I’d love to hear your thoughts on this @slevang since you have probably much more experience with Dask’s magic! :)
One example I'm remembering where this does have a major impact is in the rotator classes. The design where we fit these iteratively with a tolerance check simply can't be done in a single dask graph, so I had to drop that and just run a fixed number of iterations.
The other piece that couldn't be done lazily was sorting the modes by variance explained, because that would require reindexing by a dask array which isn't currently allowed. I worked around that though by manually redefining the compute method on the model classes and bundling the sorting operation in at the end.
It would be interesting to do more benchmarking on compute time and memory footprint of adding some intermediate compute/persist steps to on the preprocessor factors like you mention. Although if we saw major improvements there, we could also try inserting things like dask.graph_manipulation.wait_on in strategic locations, which essentially does the same thing as specifying something like compute_preprocessor but allows you to still build the entire graph lazily.
Oh right, I completely forgot about the rotator classes. Thanks for pointing me to dask.graph_manipulation.wait_on - I wasn’t aware of that one. Do you think this approach could help build the entire graph for the PCA Preprocessor lazily, where the number of PCs to retain (and thus the shape of the output matrices) is determined by the data instead of being a fixed parameter?
To be more specific, I recently adapted (#184) the Decomposer to perform a truncated SVD based on a specified amount of explained variance. Right now, I just prohibit users from using variance-based truncation with Dask. Do you think it’s possible to adapt the code with wait_on so that the model can still be built lazily even when it’s based on variance?
I don't think so. All wait_on does is tell dask when it goes to order and execute the task graph that all tasks up to that point need to run prior to anything else downstream. You still aren't able to build indexing operations with dask arrays. Indexing with an array of unknown size would be very hard to ever implement in the dask framework, while I believe indexing with an array of known size but unknown values is maybe possible but not implemented.

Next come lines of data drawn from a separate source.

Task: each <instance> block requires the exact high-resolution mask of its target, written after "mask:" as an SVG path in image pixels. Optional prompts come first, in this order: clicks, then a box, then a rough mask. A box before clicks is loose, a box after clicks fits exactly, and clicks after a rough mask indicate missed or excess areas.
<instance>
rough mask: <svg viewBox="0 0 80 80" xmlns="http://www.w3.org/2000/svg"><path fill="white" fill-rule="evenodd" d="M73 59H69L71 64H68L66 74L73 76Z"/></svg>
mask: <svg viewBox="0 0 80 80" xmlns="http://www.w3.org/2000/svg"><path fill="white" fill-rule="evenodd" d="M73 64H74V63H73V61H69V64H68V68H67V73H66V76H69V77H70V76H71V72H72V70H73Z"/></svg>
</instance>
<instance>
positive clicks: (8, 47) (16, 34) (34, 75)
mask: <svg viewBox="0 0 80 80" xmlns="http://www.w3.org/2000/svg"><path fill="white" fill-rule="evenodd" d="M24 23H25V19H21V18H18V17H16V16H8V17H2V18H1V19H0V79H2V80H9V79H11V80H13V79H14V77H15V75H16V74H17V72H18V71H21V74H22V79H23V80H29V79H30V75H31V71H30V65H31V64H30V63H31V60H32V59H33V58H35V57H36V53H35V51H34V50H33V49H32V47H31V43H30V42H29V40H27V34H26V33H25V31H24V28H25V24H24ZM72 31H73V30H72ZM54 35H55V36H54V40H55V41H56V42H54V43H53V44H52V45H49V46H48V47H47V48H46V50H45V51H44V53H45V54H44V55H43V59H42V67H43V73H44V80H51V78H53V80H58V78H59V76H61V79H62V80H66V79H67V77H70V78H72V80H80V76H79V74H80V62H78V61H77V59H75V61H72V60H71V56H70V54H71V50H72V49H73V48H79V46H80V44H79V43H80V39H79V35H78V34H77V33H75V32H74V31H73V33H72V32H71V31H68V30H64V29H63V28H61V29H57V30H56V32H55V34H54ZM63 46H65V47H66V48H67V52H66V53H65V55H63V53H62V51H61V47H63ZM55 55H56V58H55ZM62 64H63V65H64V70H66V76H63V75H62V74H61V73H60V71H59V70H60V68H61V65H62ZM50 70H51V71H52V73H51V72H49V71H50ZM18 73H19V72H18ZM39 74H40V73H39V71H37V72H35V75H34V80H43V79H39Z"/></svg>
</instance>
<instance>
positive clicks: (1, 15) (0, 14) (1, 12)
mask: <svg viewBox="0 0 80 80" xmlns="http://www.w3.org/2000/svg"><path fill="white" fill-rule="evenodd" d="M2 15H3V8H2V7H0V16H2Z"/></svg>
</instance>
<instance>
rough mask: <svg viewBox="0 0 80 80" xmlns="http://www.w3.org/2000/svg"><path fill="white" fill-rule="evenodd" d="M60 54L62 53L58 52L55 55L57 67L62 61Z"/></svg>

Since this is a truncation, and we're running the larger computation anyways, I wonder if we could make this feature dask enabled by using the model._post_compute() trick I used for the variance sorting. That seems like a natural fit. Although in some of the more complex cross models maybe this gets messy?
On larger datasets in practice I've seen very little difference in runtime with dask.svd_compressed between computing say 10 modes vs 100 modes. So I default to some larger number and then subset down from there as needed once the decomposition is run.
I admit that this is a bit beyond my programming brain right now, and I can't really see how to apply model._post_compute() to the cross models (maybe I've just been staring at the screen for too long today 😅). I hope to send a PR today or tomorrow with a slightly cleaner implementation of the BaseCrossModel class - maybe that will help too.